Chapitre 203/31664%~9 min de lecture1 749 mots

Commissariat de Nanshan, salle d'interrogatoire.

Gu Ran était assis sur une chaise, un verre d'eau plate devant lui.

Deux jeunes policiers prenaient des notes selon la procédure. Si leur attitude n'était pas franchement mauvaise, elle teintait tout de même d'une once de routine et d'impatience.

Après tout, les affaires de diffamation en ligne comme celle-ci étaient difficiles à documenter et à qualifier. La plupart du temps, elles finissaient par être réglées par une médiation à moitié 몰入ée.

« Nom ? »

« Gu Ran. »

« Dites-nous, qu'est-ce qui s'est passé ? »

Au moment où Gu Ran allait parler, la porte de la salle d'interrogatoire s'ouvrit brusquement.

Bang !

La porta claqua contre le mur avec un fracas violent.

Les deux agents sursautèrent. Se retournant, ils virent le chef de poste Qin Weiguo débouler, ruisselant de sueur, sa casquette de travers sur la tête.

« Chef ? Pourquoi vous... »

« Écartez-vous ! Tous les deux, écartez-vous ! Vous n'avez absolument aucun sens de la situation ! »

Qin Weiguo repoussa le policier qui prenait les notes et rejoignit Gu Ran en quelques grandes enjambées.

Son visage d'ordinaire sévère affichait maintenant un immense sourire.

« Oh mon dieu, vous devez être l'étudiant Gu Ran, n'est-ce pas ? »

Qin Weiguo parla en cherchant frénétiquement ses cigarettes. Se rendant compte que ce n'était pas l'occasion, il se rabattit sur la tasse. Voyant qu'il n'y avait que de l'eau froide, il verdit.

« Qui a versé cette eau ? Allez dans mon bureau chercher cette boîte de Da Hong Pao de réserve spéciale ! Comment peut-on servir de l'eau froide à l'étudiant Gu ! »

Les deux jeunes policiers restèrent interdits.

C'était encore le chef Qin arrogant qui d'ordinaire regardait tout le monde de haut ?

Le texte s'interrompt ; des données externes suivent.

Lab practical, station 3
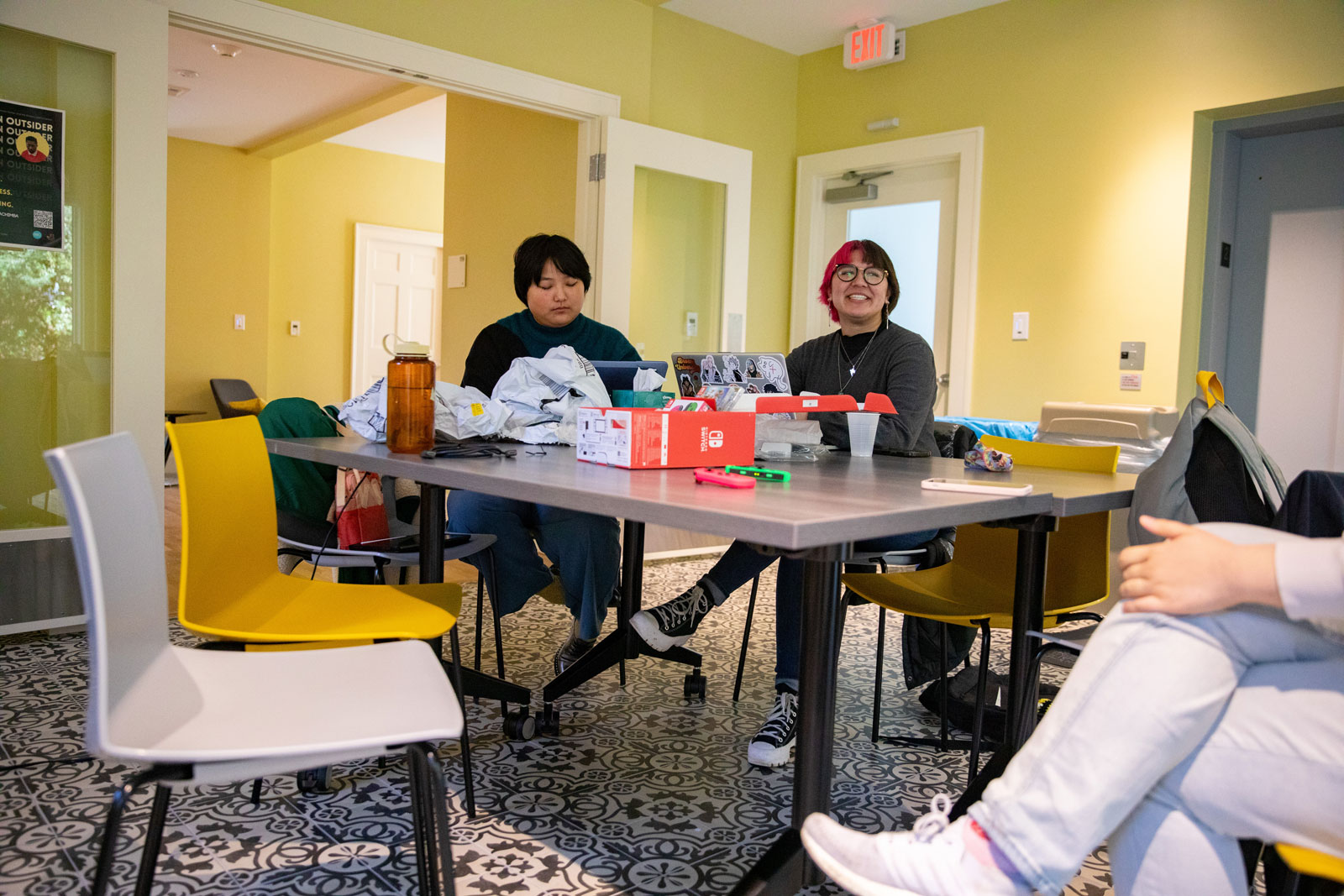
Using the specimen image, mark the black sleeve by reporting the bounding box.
[461,324,527,395]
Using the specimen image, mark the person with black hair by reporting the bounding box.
[448,233,640,674]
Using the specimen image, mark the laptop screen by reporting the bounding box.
[672,352,793,398]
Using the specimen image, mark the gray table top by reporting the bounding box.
[266,437,1134,549]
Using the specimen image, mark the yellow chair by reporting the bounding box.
[1275,844,1344,896]
[843,435,1120,775]
[165,415,475,815]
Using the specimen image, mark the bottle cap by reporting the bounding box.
[383,333,428,358]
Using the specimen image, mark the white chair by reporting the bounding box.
[45,432,462,896]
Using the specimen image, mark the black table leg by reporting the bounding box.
[419,482,533,715]
[732,545,849,896]
[542,520,701,733]
[952,517,1058,818]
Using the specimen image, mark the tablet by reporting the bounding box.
[593,361,668,394]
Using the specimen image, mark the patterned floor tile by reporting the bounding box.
[0,560,1110,896]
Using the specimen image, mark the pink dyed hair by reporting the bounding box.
[817,239,872,324]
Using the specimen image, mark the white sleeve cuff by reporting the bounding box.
[1274,538,1344,621]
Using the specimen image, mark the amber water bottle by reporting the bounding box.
[383,336,434,454]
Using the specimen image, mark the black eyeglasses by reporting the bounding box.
[836,265,887,286]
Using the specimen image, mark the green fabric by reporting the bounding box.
[497,309,640,361]
[257,398,340,522]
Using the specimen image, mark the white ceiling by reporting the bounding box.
[168,0,1004,155]
[661,0,1004,55]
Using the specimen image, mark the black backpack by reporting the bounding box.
[1129,371,1285,544]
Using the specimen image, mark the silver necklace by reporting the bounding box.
[840,320,887,392]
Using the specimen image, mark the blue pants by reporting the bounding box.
[448,489,621,639]
[704,529,938,690]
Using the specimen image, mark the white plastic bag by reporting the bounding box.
[491,345,612,445]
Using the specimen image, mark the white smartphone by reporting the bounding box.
[919,478,1031,495]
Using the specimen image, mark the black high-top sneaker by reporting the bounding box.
[748,685,798,768]
[630,583,714,650]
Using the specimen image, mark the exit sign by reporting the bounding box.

S'était-il fait posséder ?

Gu Ran observait la scène, l'esprit limpide comme un miroir.

C'était évidemment Lao Gu qui faisait jouer ses relations.

Dans ce cas, il ne se retiendrait pas non plus.

Le jeune homme se leva, sans la moindre once de complaisance.

Il se contenta d'un hochement de tête poli.

« Bonjour, Chef. Inutile de tant de cérémonies. Je suis venu aujourd'hui pour déposer plainte, pas pour boire du thé. »

« Oui, oui, oui ! Déposer plainte ! »

Qin Weiguo s'essuya le front. L'appel qu'il venait de recevoir lui avait presque fait perdre l'âme.

Au téléphone, le directeur Li l'avait copieusement engueulé, avec un message central.

Si vous ne traitez pas correctement le VIP qui est là-dedans, vous irez planter des patates douces dans un commissariat de banlieue !

« Étudiant Gu, vous avez subi un tort. Concernant cette affaire de diffamation en ligne, nous y accorderons assurément une grande importance ! »

Qin Weiguo frappa sa poitrine en garantie.

« Je vais contacter dès maintenant le détachement cyber de la direction municipale pour demander un appui technique et remonter l'adresse IP de l'auteur au plus vite... »

« C'est trop lent. »

Gu Ran l'interrompit calmement.

« Hein ? »

Qin Weiguo figea.

« D'ici la fin de la procédure de demande, il sera trop tard. »

Gu Ran se leva et désigna l'ordinateur de bureau sur le bureau.

« Avez-vous un ordinateur qui n'est pas connecté au réseau de la sécurité publique ? Pourriez-vous m'en procurer un ? »

« Cela... »

Qin Weiguo hésita un instant, mais pensant aux ordres stricts venus d'en haut, il finit par acquiescer.

« Je vais vous le chercher tout de suite. »

Sur un regard appuyé du chef, un jeune policier accourut chercher son propre portable et le posa sur le bureau.

Gu Ran s'installa devant l'ordinateur, ses doigts longs posés sur le clavier, et le connecta à l'imprimante voisine.

Une dizaine de minutes plus tard, un claquement net.

Il frappa la touche Entrée, et l'imprimante à côté de lui se mit à ronronner.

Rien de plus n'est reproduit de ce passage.